9

I am trying to convert a PDF to plain text using the pdfminer.high_level.extract_text(). I keep getting this error message:

File "/Users/ian/Documents/Resume Selector Project/resumeBackend.py", line 5, in digestResume
    text = pdfminer.high_level.extract_text
AttributeError: module 'pdfminer' has no attribute 'high_level'

At first, I thought that this could be an issue with my module not being installed system wide, but I believe that I have eliminated that as a possible cause by running pdf2txt.py in the same directory where my project is located.
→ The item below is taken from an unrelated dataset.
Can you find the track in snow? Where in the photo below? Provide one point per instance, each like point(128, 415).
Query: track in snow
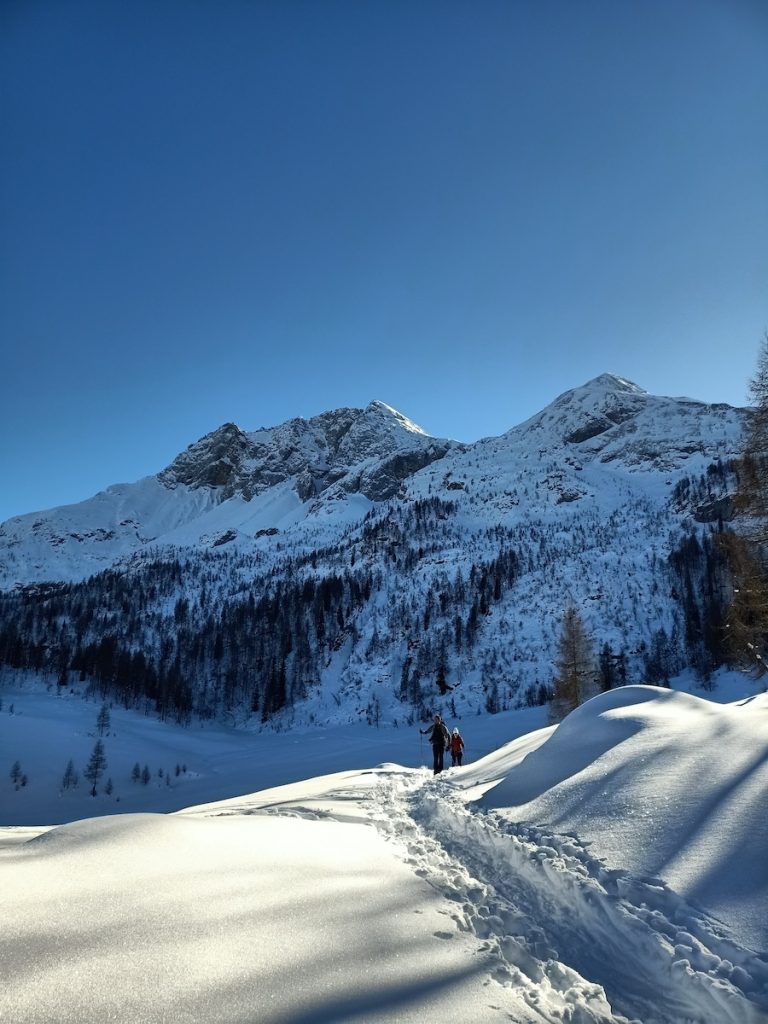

I will attach my code in order to ease the resolution of this issue.

import pdfminer
print(pdfminer.__version__)
res = '~/Documents/Personal/Employment/Resumes/Resume\ 11/03/2020'
def digestResume(resume): #resume is a pdf file (as str)
    text = pdfminer.high_level.extract_text(resume)
    print(text)
    
digestResume(res)
Ruli
  • 2,592
  • 12
  • 30
  • 40
iamianbrown
  • 91
  • 1
  • 1
  • 3

1 Answers1

18

In order to use pdfminer.high_level, you will need to run pip3 install pdfminer.six. Then in order to use the package in your code, you will need to add the line import pdfminer.high_level after your import pdfminer line. This is because Python does not automatically import subpackages by default.

Nathan Farlow
  • 346
  • 1
  • 5